Walk attendees urged to wear regalia, certain colours
Attendees of the 'Healing Walk K'jipuktuk', the Mi'kmaw name for Halifax, were asked to read through proper protocol composed by Dr. Imelda Perley on the Facebook event.
Perley, the former Elder-in-residence at the University of New Brunswick and instructor at the Mi'kmaq-Wolastoqey Centre, writes that a healing walk should never be called a protest.
"This is not our traditional word, we instead use 'Ikatomone' (eek-gut-moh-neh) which translates to 'let's guard' our way of life, our languages, our ceremonies, our rights to declare justice," she said.
Perley said other protocols include using sacred drums, and wearing ceremonial skirts and shirts to honour the First Nations' colours and pride.
Police kill Indigenous man Friday night
A day before the various walks, police shot and killed another Indigenous person in New Brunswick.
Friends and community members have identified the man killed as Rodney Levi, 48, of the Metepenagiag First Nation.
Quebec's BEI is also investigating the shooting, which they said happened in the vicinity of Miramichi, N.B., which is about 32 km east of Metepenagiag First Nation.
Levi was shot by a member of the Sunny Corner RCMP during an incident in Boom Road, N.B.
RCMP were called at 8 p.m. local time to respond to reports of a person "possibly armed with a knife."
Officers reportedly found the person in a building with the knife and used a stun gun "several times, without success," said the statement.
The statement said the individual allegedly charged at police and one of the officers fired his gun, hitting the man, who was then given medical assistance and later pronounced dead at a hospital.
The water ceremony has been cancelled. Those who were going to lead the ceremony knew and loved Rodney Levi. Organizers say the focus is supposed to be the water, not anger or grief. "Intentions have been stolen from us by police violence." <a href="https://t.co/VJ7eQFNJwy">pic.twitter.com/VJ7eQFNJwy</a>—@brooklyncbc
The organizers of the Halifax event handed out pamphlets with the names of eight Indigenous people who were killed by police forces in Canada since April.

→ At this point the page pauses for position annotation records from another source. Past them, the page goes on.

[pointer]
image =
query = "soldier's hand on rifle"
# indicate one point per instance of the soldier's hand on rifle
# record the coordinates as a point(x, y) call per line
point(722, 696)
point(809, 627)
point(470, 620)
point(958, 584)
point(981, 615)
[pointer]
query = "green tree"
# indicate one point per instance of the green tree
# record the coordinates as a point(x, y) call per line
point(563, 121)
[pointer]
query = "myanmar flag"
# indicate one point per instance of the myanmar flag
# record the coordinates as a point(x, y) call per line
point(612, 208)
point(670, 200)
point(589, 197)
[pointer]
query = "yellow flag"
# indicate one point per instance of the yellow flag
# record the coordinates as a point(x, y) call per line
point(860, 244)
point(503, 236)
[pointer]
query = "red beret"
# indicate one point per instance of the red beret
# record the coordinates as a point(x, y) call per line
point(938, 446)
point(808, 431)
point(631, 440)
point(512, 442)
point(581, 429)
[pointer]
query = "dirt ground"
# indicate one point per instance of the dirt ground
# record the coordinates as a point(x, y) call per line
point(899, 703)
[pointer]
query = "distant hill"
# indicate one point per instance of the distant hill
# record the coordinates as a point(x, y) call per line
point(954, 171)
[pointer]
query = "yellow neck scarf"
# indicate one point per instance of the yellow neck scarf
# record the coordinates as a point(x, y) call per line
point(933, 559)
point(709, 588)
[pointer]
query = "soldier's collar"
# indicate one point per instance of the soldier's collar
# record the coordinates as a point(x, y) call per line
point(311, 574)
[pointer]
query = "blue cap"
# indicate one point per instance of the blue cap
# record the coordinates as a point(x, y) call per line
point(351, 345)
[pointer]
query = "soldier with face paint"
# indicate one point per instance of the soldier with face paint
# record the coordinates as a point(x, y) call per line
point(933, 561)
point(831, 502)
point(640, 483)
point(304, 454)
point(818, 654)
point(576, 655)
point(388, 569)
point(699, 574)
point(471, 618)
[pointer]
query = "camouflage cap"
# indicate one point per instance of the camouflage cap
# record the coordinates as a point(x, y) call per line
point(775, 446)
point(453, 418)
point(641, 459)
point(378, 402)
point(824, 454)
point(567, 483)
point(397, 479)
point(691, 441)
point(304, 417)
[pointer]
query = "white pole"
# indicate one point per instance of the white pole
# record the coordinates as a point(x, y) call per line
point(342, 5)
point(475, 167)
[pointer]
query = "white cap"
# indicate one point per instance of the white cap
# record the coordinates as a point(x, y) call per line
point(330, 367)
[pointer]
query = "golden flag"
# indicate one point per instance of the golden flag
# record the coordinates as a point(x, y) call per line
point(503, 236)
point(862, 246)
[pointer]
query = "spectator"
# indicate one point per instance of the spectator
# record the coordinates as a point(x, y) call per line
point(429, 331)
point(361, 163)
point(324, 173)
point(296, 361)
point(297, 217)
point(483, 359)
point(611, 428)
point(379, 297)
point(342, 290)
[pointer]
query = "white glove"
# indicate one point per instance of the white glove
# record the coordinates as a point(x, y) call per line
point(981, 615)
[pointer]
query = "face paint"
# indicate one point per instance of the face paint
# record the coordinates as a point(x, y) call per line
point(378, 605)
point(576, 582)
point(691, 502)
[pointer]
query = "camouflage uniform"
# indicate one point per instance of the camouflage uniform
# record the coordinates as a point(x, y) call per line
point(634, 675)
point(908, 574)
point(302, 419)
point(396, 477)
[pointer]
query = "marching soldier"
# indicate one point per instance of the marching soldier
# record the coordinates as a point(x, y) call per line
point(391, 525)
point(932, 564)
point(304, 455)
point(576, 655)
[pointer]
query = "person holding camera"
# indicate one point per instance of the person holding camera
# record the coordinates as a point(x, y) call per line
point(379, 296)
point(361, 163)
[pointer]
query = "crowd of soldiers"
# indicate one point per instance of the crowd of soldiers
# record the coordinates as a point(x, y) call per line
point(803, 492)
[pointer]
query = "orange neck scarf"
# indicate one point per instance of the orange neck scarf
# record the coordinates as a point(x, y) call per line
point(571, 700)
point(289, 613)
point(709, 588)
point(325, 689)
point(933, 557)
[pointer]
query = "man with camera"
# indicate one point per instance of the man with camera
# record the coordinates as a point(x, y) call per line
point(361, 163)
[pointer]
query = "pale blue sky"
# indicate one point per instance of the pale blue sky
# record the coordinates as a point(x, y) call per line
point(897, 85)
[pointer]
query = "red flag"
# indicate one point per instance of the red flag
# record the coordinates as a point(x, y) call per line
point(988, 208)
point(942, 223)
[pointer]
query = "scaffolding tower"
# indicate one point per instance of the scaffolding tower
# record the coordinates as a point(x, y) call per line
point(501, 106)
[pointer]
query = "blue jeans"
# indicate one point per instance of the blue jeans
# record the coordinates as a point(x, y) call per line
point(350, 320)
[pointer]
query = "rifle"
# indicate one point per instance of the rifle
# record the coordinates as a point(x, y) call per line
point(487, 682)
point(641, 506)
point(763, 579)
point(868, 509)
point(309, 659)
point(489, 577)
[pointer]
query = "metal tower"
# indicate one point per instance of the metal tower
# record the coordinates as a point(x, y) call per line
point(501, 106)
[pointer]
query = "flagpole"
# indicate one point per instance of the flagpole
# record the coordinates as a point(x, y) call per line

Levi was not among them.
In light of Levi's death, which organizers said was "unbearable," there was no water ceremony.
The people set to lead the ceremony knew Levi, so the event was cancelled to give them room to grieve.
Instead, the walk ended at Halifax Regional Police headquarters on Gottingen Street, where demonstrators led chants and played a grieving song in honour of Moore and Levi.